Nunca nadie va a pedirle que sea otra cosa, porque hay pocos hombres como él, hombres que viven para matar. Los que viven para comer son muchos y comen sin saciarse nunca. Todos son hombres de sangre, los que matan y los que comen. Nadie queda impune.
Tras el éxito de El hijo, convertida en serie de televisión, se publica la primera novela de Meyer, editada originalmente en 2009. Es la historia de dos amigos atrapados en una comunidad industrial del norte de Pennsilvania, agonizante como consecuencia de la crisis de la industria del acero. Ambos sueñan con escapar, pero precisamente cuando emprenden su escapada un inesperado y terrible incidente altera radicalmente su existencia.

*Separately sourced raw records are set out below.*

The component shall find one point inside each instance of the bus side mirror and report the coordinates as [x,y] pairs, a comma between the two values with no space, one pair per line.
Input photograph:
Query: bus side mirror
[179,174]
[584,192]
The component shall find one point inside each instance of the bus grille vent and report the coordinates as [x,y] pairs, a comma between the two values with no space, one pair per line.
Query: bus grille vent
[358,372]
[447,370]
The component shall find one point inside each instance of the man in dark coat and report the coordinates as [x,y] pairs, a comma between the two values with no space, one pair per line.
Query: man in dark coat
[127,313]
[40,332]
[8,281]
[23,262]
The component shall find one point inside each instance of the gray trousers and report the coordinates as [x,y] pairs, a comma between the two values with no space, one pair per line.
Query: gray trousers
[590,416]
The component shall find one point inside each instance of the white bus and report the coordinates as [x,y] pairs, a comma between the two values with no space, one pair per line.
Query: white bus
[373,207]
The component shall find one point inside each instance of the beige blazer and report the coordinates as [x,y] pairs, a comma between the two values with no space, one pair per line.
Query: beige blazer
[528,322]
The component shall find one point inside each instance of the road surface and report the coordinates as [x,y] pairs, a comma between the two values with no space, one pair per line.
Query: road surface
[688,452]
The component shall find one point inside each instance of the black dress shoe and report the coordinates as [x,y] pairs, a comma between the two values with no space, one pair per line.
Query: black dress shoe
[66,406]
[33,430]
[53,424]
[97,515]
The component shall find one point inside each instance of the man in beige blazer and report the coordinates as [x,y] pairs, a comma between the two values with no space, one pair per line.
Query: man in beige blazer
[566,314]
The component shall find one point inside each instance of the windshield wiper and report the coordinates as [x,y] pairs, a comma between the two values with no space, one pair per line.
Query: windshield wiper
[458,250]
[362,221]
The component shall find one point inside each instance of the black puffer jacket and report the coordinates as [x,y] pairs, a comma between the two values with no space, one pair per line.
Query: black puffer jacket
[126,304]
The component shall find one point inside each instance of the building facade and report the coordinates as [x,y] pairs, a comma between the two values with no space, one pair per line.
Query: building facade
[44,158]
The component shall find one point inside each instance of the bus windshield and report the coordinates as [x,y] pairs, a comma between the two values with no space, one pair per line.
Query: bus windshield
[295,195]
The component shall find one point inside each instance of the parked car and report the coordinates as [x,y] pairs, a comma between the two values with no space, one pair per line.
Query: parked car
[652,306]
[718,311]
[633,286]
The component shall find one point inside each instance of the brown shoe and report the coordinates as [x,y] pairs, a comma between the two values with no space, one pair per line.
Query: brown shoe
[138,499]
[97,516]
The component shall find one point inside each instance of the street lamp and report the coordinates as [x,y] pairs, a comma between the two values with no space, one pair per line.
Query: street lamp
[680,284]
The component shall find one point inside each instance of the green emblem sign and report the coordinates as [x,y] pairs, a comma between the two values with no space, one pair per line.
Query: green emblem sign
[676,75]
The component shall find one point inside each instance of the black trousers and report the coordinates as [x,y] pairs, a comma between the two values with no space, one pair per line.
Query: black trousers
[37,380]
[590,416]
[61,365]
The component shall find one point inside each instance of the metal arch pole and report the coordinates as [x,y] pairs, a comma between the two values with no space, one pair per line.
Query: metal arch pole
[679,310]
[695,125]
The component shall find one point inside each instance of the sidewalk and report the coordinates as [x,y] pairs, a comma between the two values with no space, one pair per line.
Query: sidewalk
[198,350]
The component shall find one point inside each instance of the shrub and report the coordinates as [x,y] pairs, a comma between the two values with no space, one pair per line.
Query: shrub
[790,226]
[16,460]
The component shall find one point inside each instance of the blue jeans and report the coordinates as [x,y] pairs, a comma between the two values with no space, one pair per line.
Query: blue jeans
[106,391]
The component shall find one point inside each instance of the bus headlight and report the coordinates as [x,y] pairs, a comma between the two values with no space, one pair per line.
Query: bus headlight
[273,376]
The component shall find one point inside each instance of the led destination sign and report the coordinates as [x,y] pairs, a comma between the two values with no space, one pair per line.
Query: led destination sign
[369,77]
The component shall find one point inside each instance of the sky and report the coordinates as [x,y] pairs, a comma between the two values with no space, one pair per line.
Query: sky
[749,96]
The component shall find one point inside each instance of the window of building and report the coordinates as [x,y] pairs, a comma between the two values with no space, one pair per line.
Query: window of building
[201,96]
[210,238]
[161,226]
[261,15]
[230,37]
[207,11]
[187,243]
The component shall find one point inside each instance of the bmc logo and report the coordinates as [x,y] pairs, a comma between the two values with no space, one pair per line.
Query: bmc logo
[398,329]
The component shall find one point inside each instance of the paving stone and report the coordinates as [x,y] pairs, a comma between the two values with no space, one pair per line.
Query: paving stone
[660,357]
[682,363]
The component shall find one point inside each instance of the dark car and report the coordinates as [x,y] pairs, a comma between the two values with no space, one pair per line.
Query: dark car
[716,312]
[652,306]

En sus páginas nos encontramos con la América trabajadora, cantada por Woody Guthrie, que ahora vota a Trump:
El señor Painter, el profesor de historia del instituto Buell que le había escrito la carta de recomendación a Lee, le contó que se había mudado al valle para llevar el socialismo a las fábricas, había sido trabajador siderúrgico durante diez años, había perdido el empleo y se había hecho profesor. Un licenciado en Cornell trabajando de obrero. "Éramos muchos -le contó-. Rojos trabajando codo a codo con los muchachotes sureños". Pero no había llegado a haber ninguna revolución, nada que se pareciera siquiera, ciento cincuenta mil personas perdieron su empleo, pero todos se fueron sin armar revuelo. Era evidente que había responsables, hombres de carne y hueso que habían tomado la decisión de dejar al valle entero sin trabajo, tenían casas para pasar las vacaciones en Aspen, enviaban a sus hijos a Yale, sus carteras de inversiones subían cuando cerraban las fábricas. Pero, aparte de unos pocos sacerdotes que se hicieron famoso por colarse en una iglesia de guante blanco y tirarle aceite de mofeta al acaudalado pastor, nadie levantó un dedo para protestar. Había algo particularmente americano en ello: culparte por la mala suerte, esa resistencia a aceptar que tu vida se veía afectada por fuerzas sociales, una tendencia a atribuir los problemas más importantes al comportamiento individual. El desagradable revés del Sueño Americano.